Meoli David F, Sadeghi Mehran M, Krassilnikova Svetlana, Bourke Brian N, Giordano Frank J, Dione Donald P, Su Haili, Edwards D Scott, Liu Shuang, Harris Thomas D, Madri Joseph A, Zaret Barry L, Sinusas Albert J
Department of Internal Medicine, Yale University School of Medicine, New Haven, Connecticut 06520-8017, USA.
J Clin Invest. 2004 Jun;113(12):1684-91. doi: 10.1172/JCI20352.

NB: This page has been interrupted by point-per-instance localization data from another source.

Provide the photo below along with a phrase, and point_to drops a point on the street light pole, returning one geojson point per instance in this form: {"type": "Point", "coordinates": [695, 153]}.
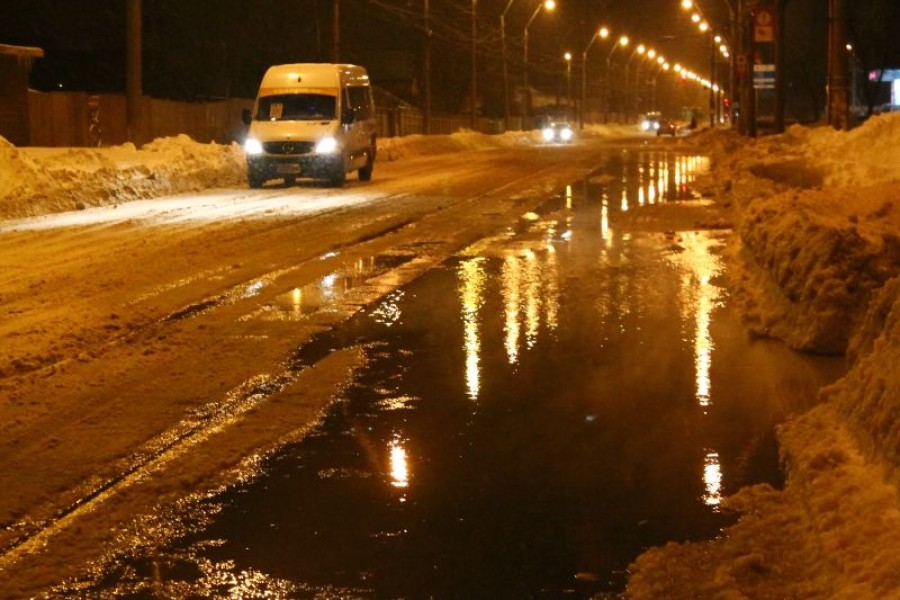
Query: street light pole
{"type": "Point", "coordinates": [603, 33]}
{"type": "Point", "coordinates": [474, 99]}
{"type": "Point", "coordinates": [568, 57]}
{"type": "Point", "coordinates": [640, 49]}
{"type": "Point", "coordinates": [622, 41]}
{"type": "Point", "coordinates": [549, 5]}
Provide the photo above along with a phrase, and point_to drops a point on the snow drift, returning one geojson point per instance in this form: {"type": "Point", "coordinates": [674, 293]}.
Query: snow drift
{"type": "Point", "coordinates": [817, 263]}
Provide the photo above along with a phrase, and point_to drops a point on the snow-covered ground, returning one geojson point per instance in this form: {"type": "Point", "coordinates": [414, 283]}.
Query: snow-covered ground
{"type": "Point", "coordinates": [816, 263]}
{"type": "Point", "coordinates": [38, 181]}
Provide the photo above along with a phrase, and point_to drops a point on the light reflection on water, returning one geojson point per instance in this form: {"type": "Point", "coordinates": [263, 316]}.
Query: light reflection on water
{"type": "Point", "coordinates": [530, 420]}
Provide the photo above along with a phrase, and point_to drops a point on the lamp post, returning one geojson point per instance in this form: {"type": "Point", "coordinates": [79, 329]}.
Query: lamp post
{"type": "Point", "coordinates": [549, 5]}
{"type": "Point", "coordinates": [651, 54]}
{"type": "Point", "coordinates": [639, 50]}
{"type": "Point", "coordinates": [568, 58]}
{"type": "Point", "coordinates": [602, 33]}
{"type": "Point", "coordinates": [505, 67]}
{"type": "Point", "coordinates": [622, 41]}
{"type": "Point", "coordinates": [474, 99]}
{"type": "Point", "coordinates": [664, 66]}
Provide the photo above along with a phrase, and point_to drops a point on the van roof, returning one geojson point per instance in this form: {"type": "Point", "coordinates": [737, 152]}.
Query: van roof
{"type": "Point", "coordinates": [315, 75]}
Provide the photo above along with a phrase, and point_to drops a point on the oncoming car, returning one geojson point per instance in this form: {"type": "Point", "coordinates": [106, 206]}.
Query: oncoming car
{"type": "Point", "coordinates": [651, 121]}
{"type": "Point", "coordinates": [311, 120]}
{"type": "Point", "coordinates": [558, 132]}
{"type": "Point", "coordinates": [666, 127]}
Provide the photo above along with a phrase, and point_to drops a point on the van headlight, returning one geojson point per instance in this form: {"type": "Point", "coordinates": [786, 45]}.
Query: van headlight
{"type": "Point", "coordinates": [326, 145]}
{"type": "Point", "coordinates": [252, 146]}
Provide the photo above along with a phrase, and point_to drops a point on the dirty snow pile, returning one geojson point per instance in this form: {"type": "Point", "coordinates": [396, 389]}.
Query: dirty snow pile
{"type": "Point", "coordinates": [818, 264]}
{"type": "Point", "coordinates": [36, 181]}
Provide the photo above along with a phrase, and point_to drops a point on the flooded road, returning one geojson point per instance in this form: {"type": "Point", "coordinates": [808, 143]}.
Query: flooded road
{"type": "Point", "coordinates": [531, 417]}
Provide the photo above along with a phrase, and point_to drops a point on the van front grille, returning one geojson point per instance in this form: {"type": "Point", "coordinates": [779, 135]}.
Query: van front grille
{"type": "Point", "coordinates": [288, 147]}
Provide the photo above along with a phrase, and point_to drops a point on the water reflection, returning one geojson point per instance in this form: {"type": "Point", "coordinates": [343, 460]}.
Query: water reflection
{"type": "Point", "coordinates": [399, 465]}
{"type": "Point", "coordinates": [545, 410]}
{"type": "Point", "coordinates": [471, 290]}
{"type": "Point", "coordinates": [712, 479]}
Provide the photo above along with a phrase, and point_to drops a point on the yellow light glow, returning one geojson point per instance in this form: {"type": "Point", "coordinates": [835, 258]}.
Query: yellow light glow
{"type": "Point", "coordinates": [511, 277]}
{"type": "Point", "coordinates": [712, 479]}
{"type": "Point", "coordinates": [471, 290]}
{"type": "Point", "coordinates": [399, 465]}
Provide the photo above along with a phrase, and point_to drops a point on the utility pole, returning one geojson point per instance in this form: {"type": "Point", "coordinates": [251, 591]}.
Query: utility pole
{"type": "Point", "coordinates": [838, 71]}
{"type": "Point", "coordinates": [427, 124]}
{"type": "Point", "coordinates": [474, 121]}
{"type": "Point", "coordinates": [336, 32]}
{"type": "Point", "coordinates": [133, 73]}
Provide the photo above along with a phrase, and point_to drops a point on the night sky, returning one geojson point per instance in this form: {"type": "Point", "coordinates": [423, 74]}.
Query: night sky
{"type": "Point", "coordinates": [219, 48]}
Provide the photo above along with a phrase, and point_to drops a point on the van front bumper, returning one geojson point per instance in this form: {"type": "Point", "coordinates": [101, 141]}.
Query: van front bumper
{"type": "Point", "coordinates": [275, 167]}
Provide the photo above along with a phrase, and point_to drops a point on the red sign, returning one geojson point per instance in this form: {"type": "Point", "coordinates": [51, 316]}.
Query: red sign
{"type": "Point", "coordinates": [764, 23]}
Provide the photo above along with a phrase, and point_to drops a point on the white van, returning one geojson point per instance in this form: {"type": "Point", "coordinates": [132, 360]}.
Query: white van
{"type": "Point", "coordinates": [311, 120]}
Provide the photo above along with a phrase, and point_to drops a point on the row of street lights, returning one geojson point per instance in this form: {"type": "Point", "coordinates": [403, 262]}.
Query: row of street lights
{"type": "Point", "coordinates": [601, 33]}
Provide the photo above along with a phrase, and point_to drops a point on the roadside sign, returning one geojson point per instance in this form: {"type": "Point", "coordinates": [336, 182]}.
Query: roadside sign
{"type": "Point", "coordinates": [764, 23]}
{"type": "Point", "coordinates": [764, 77]}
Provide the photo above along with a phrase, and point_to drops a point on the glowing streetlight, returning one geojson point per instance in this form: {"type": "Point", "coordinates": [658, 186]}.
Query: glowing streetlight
{"type": "Point", "coordinates": [623, 42]}
{"type": "Point", "coordinates": [547, 5]}
{"type": "Point", "coordinates": [601, 33]}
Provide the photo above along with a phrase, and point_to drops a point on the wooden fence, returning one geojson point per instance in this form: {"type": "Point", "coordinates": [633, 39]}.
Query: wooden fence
{"type": "Point", "coordinates": [64, 119]}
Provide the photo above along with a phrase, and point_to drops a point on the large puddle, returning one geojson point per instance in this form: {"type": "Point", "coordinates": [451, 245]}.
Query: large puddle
{"type": "Point", "coordinates": [532, 417]}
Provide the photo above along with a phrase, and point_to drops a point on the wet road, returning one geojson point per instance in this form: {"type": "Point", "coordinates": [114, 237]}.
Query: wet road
{"type": "Point", "coordinates": [531, 416]}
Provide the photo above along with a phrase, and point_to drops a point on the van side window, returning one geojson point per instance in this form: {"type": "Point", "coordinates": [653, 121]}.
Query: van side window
{"type": "Point", "coordinates": [359, 102]}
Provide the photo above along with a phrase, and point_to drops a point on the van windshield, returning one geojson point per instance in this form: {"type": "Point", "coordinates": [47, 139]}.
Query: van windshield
{"type": "Point", "coordinates": [296, 107]}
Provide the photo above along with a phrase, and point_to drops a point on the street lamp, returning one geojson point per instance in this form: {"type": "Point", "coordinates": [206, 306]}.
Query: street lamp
{"type": "Point", "coordinates": [622, 41]}
{"type": "Point", "coordinates": [505, 66]}
{"type": "Point", "coordinates": [568, 57]}
{"type": "Point", "coordinates": [602, 33]}
{"type": "Point", "coordinates": [640, 49]}
{"type": "Point", "coordinates": [652, 56]}
{"type": "Point", "coordinates": [549, 5]}
{"type": "Point", "coordinates": [663, 66]}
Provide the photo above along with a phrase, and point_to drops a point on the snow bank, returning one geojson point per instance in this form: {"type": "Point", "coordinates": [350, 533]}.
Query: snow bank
{"type": "Point", "coordinates": [818, 264]}
{"type": "Point", "coordinates": [36, 181]}
{"type": "Point", "coordinates": [820, 231]}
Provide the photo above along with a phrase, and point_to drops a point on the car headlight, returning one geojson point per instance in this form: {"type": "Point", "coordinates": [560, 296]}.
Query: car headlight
{"type": "Point", "coordinates": [326, 145]}
{"type": "Point", "coordinates": [252, 146]}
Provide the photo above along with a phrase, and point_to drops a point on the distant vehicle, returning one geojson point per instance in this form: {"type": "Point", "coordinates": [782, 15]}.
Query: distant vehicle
{"type": "Point", "coordinates": [651, 121]}
{"type": "Point", "coordinates": [558, 132]}
{"type": "Point", "coordinates": [311, 120]}
{"type": "Point", "coordinates": [666, 127]}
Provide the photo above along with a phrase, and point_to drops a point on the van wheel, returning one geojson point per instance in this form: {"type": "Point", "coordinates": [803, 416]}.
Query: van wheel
{"type": "Point", "coordinates": [365, 173]}
{"type": "Point", "coordinates": [255, 179]}
{"type": "Point", "coordinates": [339, 175]}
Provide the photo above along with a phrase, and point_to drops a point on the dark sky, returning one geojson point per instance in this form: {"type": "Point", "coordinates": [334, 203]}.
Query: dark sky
{"type": "Point", "coordinates": [220, 48]}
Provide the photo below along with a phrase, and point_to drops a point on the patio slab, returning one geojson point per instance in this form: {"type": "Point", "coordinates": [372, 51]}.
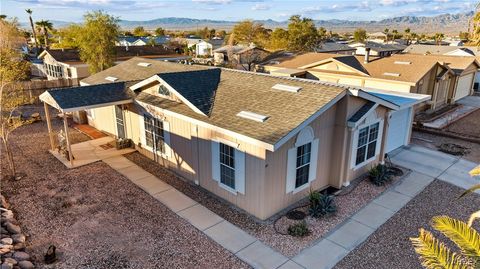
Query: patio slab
{"type": "Point", "coordinates": [152, 185]}
{"type": "Point", "coordinates": [423, 160]}
{"type": "Point", "coordinates": [323, 255]}
{"type": "Point", "coordinates": [174, 200]}
{"type": "Point", "coordinates": [458, 175]}
{"type": "Point", "coordinates": [200, 217]}
{"type": "Point", "coordinates": [291, 265]}
{"type": "Point", "coordinates": [373, 215]}
{"type": "Point", "coordinates": [413, 184]}
{"type": "Point", "coordinates": [258, 255]}
{"type": "Point", "coordinates": [229, 236]}
{"type": "Point", "coordinates": [351, 234]}
{"type": "Point", "coordinates": [392, 200]}
{"type": "Point", "coordinates": [133, 173]}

Noninvasive imaging strategies will be critical for defining the temporal characteristics of angiogenesis and assessing efficacy of angiogenic therapies. The alphavbeta3 integrin is expressed in angiogenic vessels and represents a potential novel target for imaging myocardial angiogenesis. We demonstrated the localization of an indium-111-labeled ((111)In-labeled) alphavbeta3-targeted agent in the region of injury-induced angiogenesis in a chronic rat model of infarction. The specificity of the targeted alphavbeta3-imaging agent for angiogenesis was established using a nonspecific control agent. The potential of this radiolabeled alphavbeta3-targeted agent for in vivo imaging was then confirmed in a canine model of postinfarction angiogenesis. Serial in vivo dual-isotope single-photon emission-computed tomographic (SPECT) imaging with the (111)In-labeled alphavbeta3-targeted agent demonstrated focal radiotracer uptake in hypoperfused regions where angiogenesis was stimulated. There was a fourfold increase in myocardial radiotracer uptake in the infarct region associated with histological evidence of angiogenesis and increased expression of the alphavbeta3 integrin. Thus, angiogenesis in the heart can be imaged noninvasively with an (111)In-labeled alphavbeta3-targeted agent. The noninvasive evaluation of angiogenesis may have important implications for risk stratification of patients following myocardial infarction. This approach may also have significant clinical utility for noninvasively tracking therapeutic myocardial angiogenesis.
非侵入性成像策略对于确定血管生成的时间特征以及评估血管生成疗法的疗效至关重要。αvβ3整合素在血管生成的血管中表达,是成像心肌血管生成的一个潜在新靶点。我们在慢性大鼠梗死模型中证明了铟-111标记(111In标记)的αvβ3靶向剂在损伤诱导的血管生成区域的定位。使用非特异性对照剂确定了靶向αvβ3成像剂对血管生成的特异性。然后在心肌梗死后血管生成的犬模型中证实了这种放射性标记的αvβ3靶向剂用于体内成像的潜力。使用111In标记的αvβ3靶向剂进行的系列体内双同位素单光子发射计算机断层扫描(SPECT)成像显示,在血管生成受到刺激的灌注不足区域有局灶性放射性示踪剂摄取。梗死区域心肌放射性示踪剂摄取增加了四倍,伴有血管生成的组织学证据和αvβ3整合素表达增加。因此,心脏中的血管生成可以用111In标记的αvβ3靶向剂进行非侵入性成像。血管生成的非侵入性评估可能对心肌梗死后患者的风险分层具有重要意义。这种方法对于非侵入性跟踪治疗性心肌血管生成也可能具有重要的临床应用价值。